Iran Sanctions, Venezuela Collapse May Push Crude To $100 -Total CEO

The potential loss of 1 million barrels of Iranian crude from the world market and the ongoing decline of Venezuela’s oil sector could push oil prices beyond $100/b, Patrick Pouyanne, chairman and CEO of French oil major Total, said Thursday.

“I would not be surprised to see $100/b in the coming months,” Pouyanne said during an appearance at the Center for Strategic and International Studies.

ICE July Brent traded Thursday as high as $80.18/b, the first time prompt Brent has been above $80/b since November 2014. Crude futures have backed off from intraday highs during early US trading hours, but remain higher day on day. At 1427 GMT, ICE July Brent was 63 cents higher at $79.91/b. NYMEX June crude was 41 cents higher at $71.90/b.
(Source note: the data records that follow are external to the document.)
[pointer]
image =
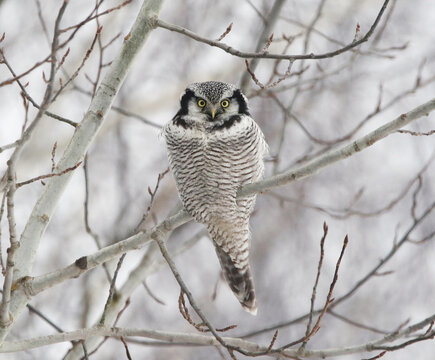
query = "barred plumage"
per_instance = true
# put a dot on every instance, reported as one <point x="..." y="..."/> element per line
<point x="214" y="148"/>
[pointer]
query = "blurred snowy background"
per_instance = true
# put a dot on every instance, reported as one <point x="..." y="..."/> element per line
<point x="368" y="196"/>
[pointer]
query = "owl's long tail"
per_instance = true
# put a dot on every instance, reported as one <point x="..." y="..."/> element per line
<point x="239" y="278"/>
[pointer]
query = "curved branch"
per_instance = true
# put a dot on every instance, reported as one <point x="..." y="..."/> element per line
<point x="266" y="55"/>
<point x="76" y="150"/>
<point x="206" y="340"/>
<point x="343" y="152"/>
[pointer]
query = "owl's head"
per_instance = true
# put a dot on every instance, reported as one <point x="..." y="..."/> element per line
<point x="213" y="101"/>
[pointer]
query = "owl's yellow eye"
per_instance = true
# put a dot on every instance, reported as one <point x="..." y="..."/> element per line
<point x="225" y="103"/>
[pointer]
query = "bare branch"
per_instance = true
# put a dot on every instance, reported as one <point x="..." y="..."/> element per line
<point x="254" y="55"/>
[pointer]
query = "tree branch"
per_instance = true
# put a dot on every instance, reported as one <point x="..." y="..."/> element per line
<point x="76" y="150"/>
<point x="265" y="55"/>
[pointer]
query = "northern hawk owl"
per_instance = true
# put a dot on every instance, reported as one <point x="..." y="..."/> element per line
<point x="214" y="148"/>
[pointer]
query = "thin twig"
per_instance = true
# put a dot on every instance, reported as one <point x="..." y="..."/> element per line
<point x="261" y="55"/>
<point x="46" y="176"/>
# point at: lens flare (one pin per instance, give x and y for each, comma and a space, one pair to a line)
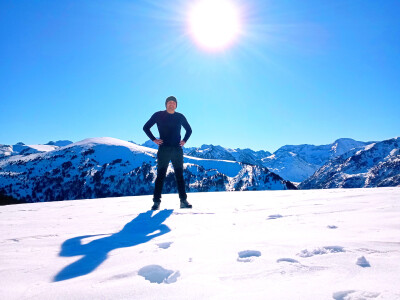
214, 24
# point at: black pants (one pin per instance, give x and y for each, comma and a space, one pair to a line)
166, 154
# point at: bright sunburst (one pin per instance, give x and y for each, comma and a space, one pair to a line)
214, 24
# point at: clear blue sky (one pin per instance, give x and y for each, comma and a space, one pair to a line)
300, 72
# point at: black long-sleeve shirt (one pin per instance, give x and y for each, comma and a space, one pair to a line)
169, 127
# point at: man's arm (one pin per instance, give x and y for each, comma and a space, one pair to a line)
187, 127
148, 125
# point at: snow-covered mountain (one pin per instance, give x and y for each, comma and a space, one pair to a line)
106, 167
246, 156
22, 149
298, 162
315, 244
375, 165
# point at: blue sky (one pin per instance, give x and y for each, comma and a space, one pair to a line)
300, 72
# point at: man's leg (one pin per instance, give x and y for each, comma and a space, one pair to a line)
177, 162
163, 159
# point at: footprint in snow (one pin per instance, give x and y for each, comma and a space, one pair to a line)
165, 245
248, 255
291, 260
157, 274
321, 251
354, 295
363, 262
273, 217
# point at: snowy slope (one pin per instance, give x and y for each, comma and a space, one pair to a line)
297, 163
247, 156
22, 149
317, 244
108, 167
374, 165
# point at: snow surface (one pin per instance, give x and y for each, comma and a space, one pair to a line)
305, 244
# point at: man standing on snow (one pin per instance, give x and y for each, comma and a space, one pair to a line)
170, 145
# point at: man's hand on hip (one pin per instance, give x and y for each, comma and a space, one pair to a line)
158, 141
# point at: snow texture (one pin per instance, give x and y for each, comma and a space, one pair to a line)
115, 248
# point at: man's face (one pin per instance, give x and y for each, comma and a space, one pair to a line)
171, 105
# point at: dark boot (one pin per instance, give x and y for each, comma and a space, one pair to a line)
156, 206
185, 204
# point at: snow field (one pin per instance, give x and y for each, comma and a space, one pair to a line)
312, 244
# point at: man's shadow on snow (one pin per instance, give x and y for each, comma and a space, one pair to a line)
138, 231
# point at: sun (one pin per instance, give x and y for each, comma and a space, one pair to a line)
214, 24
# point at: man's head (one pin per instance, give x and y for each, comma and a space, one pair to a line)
171, 98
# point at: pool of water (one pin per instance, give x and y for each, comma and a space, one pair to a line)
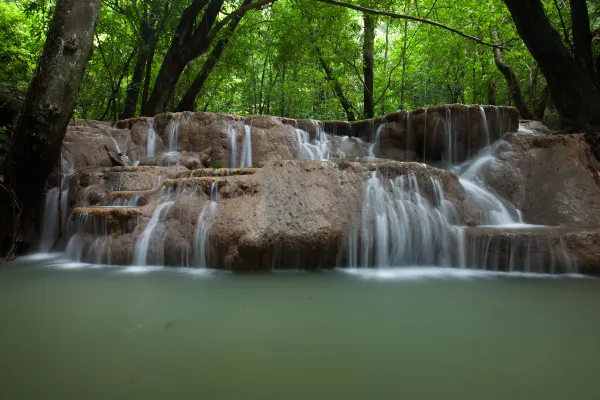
71, 331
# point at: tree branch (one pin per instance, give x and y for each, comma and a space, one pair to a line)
240, 11
411, 18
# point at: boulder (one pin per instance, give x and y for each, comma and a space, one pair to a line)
552, 179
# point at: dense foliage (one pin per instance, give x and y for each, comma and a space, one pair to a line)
274, 61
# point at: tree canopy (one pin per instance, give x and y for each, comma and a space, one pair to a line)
296, 58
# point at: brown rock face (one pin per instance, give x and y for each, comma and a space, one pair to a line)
289, 213
552, 179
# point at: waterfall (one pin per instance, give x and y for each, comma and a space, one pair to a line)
151, 139
52, 213
374, 148
400, 227
117, 147
143, 242
232, 144
320, 149
174, 135
246, 160
203, 226
484, 126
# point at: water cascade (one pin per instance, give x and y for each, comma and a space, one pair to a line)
203, 226
246, 160
174, 135
55, 207
151, 139
149, 236
319, 149
232, 144
400, 226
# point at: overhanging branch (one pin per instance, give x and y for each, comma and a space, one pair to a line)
411, 18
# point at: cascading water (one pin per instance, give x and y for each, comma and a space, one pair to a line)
149, 235
232, 144
203, 226
246, 160
151, 139
320, 149
174, 135
400, 227
56, 208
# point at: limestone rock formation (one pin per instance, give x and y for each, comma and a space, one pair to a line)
308, 194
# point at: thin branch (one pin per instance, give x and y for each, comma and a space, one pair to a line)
411, 18
240, 11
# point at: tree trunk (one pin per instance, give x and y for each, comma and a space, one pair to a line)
133, 89
35, 145
572, 88
492, 92
337, 88
540, 110
368, 68
513, 83
188, 101
188, 43
582, 35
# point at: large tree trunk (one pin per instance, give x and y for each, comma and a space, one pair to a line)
582, 35
514, 86
572, 87
133, 89
36, 142
337, 88
368, 68
188, 43
188, 101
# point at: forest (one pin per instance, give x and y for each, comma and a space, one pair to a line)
348, 60
294, 58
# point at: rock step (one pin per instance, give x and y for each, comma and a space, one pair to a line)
129, 196
540, 249
99, 221
208, 172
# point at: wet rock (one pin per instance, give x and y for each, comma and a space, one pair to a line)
552, 179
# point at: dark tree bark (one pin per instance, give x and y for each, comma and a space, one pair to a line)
188, 101
188, 43
582, 35
540, 110
337, 88
150, 31
514, 86
572, 88
492, 92
368, 68
35, 145
133, 89
193, 38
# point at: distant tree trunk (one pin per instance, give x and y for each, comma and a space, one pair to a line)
35, 145
403, 83
582, 35
572, 88
511, 80
337, 88
492, 92
188, 101
540, 110
133, 89
368, 67
189, 42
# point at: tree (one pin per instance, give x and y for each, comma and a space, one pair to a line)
571, 85
35, 144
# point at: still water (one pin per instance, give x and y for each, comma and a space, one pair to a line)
75, 332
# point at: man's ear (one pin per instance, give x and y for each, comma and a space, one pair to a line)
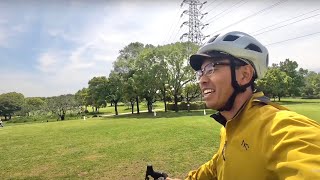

Brent prices have not been above $100/b since September 2014.

In its latest Short-Term Energy Outlook, the US Energy Information Administration forecasts Brent to average $70.68/b this year and $65.98/b in 2019.

Pouyanne said geopolitics — particularly President Donald Trump’s decision last week to withdraw the US from the Iran nuclear deal and the severe decline in Venezuelan oil output — are driving prices higher. But, he added, he does not believe the market is near balance and, largely due to pipeline bottlenecks in the US, not enough oil is coming onto the market.

Venezuela oil production fell to 1.42 million b/d in April, down 50,000 b/d from March and down 560,000 b/d from a year earlier, the International Energy Agency said Wednesday.

In addition, as much as 1 million barrels of Iranian crude could be affected as US sanctions on Iran are set to resume.

Total said Wednesday it had halted plans to help develop Iran’s giant South Pars gas field as it seeks to clarify whether the investment can avoid falling foul of returning US sanctions on Tehran.

Pouyanne said Thursday that it was “impossible” to do business with Iran without a waiver from US sanctions since Total cannot risk losing access to the US banking system.

“This is the only way to protect us from a unilateral decision,” he said.